The first female rabbi and how she was almost forgotten.
Jonas distinguishes between immutable statutes of divine origin on the one hand and "opinions" of individual rabbis on the other. For her, the validity of a prohibition depends on the reasoning behind it, not on the prohibition as such.
A key issue in her argument is the ideal of Tz'ni'ut--(Modesty). She expects women in particular to re-establish values such as humility, restraint and morality. In her opinion, a female rabbi should not marry--but every woman should be free to decide if she wants a life as wife and mother or a profession according to her skills. In Jonas's opinion, women are especially fit to be rabbis, since "female qualities" such as compassion, social skills, psychological intuition and accessibility to the young are essential prerequisites for the rabbinate. Therefore, female rabbis are "a cultural necessity."

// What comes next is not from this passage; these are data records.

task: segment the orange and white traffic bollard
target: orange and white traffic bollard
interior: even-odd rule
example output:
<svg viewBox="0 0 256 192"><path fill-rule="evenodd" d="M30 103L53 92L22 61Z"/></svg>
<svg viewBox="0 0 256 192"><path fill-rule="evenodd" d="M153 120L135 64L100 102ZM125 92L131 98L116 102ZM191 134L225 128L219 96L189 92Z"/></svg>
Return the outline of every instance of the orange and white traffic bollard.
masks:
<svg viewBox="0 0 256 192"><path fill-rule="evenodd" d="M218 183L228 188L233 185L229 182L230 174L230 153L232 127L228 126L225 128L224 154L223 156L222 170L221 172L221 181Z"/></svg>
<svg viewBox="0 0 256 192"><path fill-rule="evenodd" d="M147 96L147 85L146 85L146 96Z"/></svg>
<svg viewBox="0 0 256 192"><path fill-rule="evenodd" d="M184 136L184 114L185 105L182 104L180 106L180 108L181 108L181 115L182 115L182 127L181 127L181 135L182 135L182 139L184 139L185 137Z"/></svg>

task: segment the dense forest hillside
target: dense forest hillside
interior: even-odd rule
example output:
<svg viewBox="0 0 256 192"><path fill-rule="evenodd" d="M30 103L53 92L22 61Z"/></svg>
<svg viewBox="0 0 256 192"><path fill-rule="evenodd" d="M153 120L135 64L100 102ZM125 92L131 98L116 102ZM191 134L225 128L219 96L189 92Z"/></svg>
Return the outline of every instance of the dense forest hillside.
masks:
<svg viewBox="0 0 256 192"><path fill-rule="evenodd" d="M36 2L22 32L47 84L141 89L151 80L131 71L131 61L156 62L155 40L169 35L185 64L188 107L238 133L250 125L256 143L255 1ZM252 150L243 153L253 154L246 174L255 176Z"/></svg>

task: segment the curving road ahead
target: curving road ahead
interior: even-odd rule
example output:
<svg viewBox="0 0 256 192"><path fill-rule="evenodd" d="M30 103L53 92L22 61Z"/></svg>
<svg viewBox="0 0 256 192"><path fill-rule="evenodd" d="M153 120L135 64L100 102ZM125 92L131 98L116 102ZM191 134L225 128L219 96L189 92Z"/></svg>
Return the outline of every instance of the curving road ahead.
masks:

Jonas's thesis received a grade of "good" (Praedikat gut). Soon thereafter, Eduard Baneth died and his successor, Hanokh Albeck (pictured) (1890-1972), proved unwilling to ordain a woman. None of the other professors of the Hochschule raised their voices on this issue, probably fearing a scandal. As a result, Regina Jonas graduated only as religious teacher. In the following years, she taught religion at several girls' schools in Berlin, where she was known to be a very popular and committed teacher.
In 1933, the workload for Jewish teachers increased tremendously, since the students who had to leave public schools due to antisemitism not only needed Jewish knowledge, but also needed to learn to be proud of their Jewish heritage.
Nevertheless, Jonas continued to pursue ordination. Finally, in 1935, Rabbi Max Dienemann (1875-1939), executive director of the Liberaler Rabbinerverband (Conference of Liberal Rabbis) agreed to the ordination, on behalf of the Verband. Her diploma of ordination reads: "Since I saw that her heart is with God and Israel, and that she dedicates her soul to her goal, and that she fears God, and that she passed the examination in matters of religious law, I herewith certify that she is qualified to answer questions of religious law and entitled to hold the rabbinic office. And may God protect her and guide her on all her ways."
Only a few years of rabbinic work in Berlin were granted to Regina Jonas. In 1937, the Berlin Jewish Gemeinde (official community) began to employ her officially as "pastoral-rabbinic counselor" in its welfare institutions. Thereafter she officiated regularly at the Jewish Hospital. Since more and more rabbis were imprisoned or had emigrated, she also started to preach in the more liberal synagogues in Berlin. A group of regulars from the famous Neue Synagoge, the flagship of German Jewry, had her preach at Havdalah services in the "weekday" synagogue. Jonas lectured to groups of WIZO and the Jüdischer Frauenbund, as well as to sisterhoods of the Jewish lodges.